Ao todo, foram aplicadas quatro sanções a cada ex-gestor. As multas estão previstas no artigo 87, inciso IV, da Lei Orgânica do TCE-PR (Lei Complementar Estadual nº 113/2005). Individualmente, elas totalizam 160 vezes o valor da Unidade Padrão Fiscal do Estado do Paraná (UPF-PR). O indexador, que tem atualização mensal, vale R$ 104,27 neste mês.

Irregularidades

As contas do Poder Legislativo desse município do Sul paranaense foram desaprovadas em função de quatro irregularidades. A primeira delas diz respeito a divergências entre os saldos do balanço patrimonial apresentados pela contabilidade do órgão e aqueles informados ao Sistema de Informações Municipais - Acompanhamento Mensal (SIM-AM) do TCE-PR.

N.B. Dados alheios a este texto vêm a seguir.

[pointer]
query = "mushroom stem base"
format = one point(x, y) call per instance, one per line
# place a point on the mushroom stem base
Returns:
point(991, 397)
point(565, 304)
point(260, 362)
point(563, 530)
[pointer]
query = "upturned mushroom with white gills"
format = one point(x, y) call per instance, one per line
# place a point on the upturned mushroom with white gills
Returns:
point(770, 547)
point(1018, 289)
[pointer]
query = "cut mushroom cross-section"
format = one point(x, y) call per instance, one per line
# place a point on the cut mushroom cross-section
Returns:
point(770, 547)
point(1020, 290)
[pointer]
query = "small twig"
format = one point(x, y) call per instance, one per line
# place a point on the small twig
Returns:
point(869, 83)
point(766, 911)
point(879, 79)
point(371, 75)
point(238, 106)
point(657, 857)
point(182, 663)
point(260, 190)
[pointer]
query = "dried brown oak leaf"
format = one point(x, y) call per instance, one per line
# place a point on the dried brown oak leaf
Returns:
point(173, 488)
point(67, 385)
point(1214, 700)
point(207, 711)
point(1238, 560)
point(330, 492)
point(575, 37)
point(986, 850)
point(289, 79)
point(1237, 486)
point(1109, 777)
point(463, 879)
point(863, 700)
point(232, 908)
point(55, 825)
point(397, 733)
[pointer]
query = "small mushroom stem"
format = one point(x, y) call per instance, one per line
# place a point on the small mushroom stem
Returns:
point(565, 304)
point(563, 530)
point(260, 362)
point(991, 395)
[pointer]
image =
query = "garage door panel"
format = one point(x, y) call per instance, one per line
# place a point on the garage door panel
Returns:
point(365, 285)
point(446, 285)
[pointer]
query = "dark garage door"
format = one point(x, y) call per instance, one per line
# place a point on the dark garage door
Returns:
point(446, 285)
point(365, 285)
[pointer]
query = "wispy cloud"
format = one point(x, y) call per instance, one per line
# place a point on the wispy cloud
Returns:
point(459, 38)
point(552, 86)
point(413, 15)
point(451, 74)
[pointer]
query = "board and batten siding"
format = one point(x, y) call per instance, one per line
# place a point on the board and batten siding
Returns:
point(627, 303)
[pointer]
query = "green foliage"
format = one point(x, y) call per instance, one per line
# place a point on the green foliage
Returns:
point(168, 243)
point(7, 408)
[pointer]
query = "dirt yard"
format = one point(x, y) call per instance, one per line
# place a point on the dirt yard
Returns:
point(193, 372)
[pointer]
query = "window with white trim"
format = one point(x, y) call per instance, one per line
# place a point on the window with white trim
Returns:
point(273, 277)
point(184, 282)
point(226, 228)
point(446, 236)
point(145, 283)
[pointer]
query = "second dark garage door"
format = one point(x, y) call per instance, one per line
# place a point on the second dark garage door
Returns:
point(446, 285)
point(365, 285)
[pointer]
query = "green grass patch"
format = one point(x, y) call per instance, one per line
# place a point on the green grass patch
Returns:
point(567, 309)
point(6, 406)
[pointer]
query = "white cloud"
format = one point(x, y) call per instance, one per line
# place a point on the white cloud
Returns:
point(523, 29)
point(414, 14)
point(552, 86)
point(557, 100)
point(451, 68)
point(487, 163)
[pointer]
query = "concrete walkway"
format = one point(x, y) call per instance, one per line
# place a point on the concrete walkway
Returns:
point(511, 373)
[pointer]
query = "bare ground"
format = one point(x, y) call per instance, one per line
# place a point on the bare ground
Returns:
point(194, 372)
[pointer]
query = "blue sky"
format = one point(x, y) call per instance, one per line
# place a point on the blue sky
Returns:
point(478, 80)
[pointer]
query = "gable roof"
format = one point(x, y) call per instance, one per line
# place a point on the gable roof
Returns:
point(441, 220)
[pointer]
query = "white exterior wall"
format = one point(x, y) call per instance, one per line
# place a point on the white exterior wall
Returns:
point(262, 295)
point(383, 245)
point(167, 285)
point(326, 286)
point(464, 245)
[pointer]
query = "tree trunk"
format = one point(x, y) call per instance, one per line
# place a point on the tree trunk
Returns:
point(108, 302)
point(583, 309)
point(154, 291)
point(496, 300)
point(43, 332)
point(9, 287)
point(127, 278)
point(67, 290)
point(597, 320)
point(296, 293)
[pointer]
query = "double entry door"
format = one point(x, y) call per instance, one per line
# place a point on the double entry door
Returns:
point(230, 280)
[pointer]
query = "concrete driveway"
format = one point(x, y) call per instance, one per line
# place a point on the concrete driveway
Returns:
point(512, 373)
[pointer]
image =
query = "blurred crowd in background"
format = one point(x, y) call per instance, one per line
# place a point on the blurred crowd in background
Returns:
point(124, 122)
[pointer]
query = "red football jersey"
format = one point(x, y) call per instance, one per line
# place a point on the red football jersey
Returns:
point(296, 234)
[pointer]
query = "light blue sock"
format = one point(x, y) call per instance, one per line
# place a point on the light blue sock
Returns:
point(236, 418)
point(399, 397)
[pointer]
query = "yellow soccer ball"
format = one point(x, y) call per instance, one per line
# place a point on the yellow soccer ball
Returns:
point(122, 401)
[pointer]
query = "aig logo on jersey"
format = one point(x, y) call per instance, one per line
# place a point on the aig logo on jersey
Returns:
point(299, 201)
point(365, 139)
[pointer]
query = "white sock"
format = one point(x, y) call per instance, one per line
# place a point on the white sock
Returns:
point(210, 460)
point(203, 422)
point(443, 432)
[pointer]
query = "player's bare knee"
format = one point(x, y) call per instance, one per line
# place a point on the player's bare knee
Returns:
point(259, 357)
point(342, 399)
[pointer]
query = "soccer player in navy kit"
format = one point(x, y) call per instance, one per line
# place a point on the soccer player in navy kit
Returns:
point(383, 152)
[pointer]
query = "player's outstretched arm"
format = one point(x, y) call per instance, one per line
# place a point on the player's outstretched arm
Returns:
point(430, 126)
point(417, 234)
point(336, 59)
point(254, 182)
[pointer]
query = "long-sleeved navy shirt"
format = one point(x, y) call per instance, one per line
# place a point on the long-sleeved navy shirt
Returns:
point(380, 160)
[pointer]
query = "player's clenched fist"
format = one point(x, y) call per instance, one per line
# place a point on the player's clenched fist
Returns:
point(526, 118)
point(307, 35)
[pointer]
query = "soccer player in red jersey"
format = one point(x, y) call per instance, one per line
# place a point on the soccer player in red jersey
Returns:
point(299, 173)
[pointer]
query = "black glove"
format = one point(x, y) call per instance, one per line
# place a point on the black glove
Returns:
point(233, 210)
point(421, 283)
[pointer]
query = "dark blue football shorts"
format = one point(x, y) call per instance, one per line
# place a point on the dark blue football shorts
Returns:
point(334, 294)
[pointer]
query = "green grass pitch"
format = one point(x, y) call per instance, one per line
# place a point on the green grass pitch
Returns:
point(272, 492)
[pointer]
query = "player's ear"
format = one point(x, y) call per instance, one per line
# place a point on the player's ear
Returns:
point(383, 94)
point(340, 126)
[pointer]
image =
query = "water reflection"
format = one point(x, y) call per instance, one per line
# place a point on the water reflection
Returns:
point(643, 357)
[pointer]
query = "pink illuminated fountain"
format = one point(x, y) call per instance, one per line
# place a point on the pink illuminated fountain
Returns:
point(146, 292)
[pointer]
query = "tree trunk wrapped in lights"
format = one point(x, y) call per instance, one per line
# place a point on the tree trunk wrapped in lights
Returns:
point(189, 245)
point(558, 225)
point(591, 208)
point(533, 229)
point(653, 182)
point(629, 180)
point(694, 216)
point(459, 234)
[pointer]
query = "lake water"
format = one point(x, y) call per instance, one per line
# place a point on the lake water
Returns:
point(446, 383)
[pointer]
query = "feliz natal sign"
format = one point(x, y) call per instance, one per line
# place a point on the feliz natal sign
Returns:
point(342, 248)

A segunda é relacionada ao exercício, por servidor comissionado, da função de contador da entidade, em desacordo com o Prejulgado nº 6 do TCE-PR e a Constituição Federal. Ambos os textos determinam que o cargo seja ocupado por servidor efetivo, devidamente aprovado em concurso público.

Também foi julgada irregular a falta de servidor designado como responsável pelo controle interno da câmara de vereadores ao longo da quase totalidade do primeiro semestre de 2014. A última irregularidade apontada foi a falta de comprovação da publicação do relatório de gestão fiscal do terceiro quadrimestre ou segundo semestre do ano anterior. Já a publicação tardia do mesmo documento relativo ao primeiro semestre do exercício correspondente à prestação de contas foi objeto de ressalva.

Decisão

Em seu voto, o relator do processo, conselheiro Durval Amaral, seguiu o mesmo entendimento adotado na instrução da Coordenadoria de Gestão Municipal (CGM) do TCE-PR e no parecer do Ministério Público de Contas (MPC-PR) sobre o caso. Ele ainda defendeu o encaminhamento dos autos à Coordenadoria-Geral de Fiscalização (CGF) do Tribunal, para que a unidade técnica analise a possibilidade de incluir as falhas apontadas em eventual procedimento de fiscalização na Câmara Municipal de Palmas. A razão é a irregular prestação dos serviços de contabilidade do órgão, a qual tem sido verificada em diversos exercícios.

Os demais membros da Primeira Câmara do TCE-PR acompanharam, por unanimidade, o voto do relator, na sessão de 4 de novembro. Cabe recurso contra a decisão contida no Acórdão nº 3472/19 - Primeira Câmara, veiculado no dia 8 de novembro, na edição nº 2.182 do Diário Eletrônico do TCE-PR (DETC).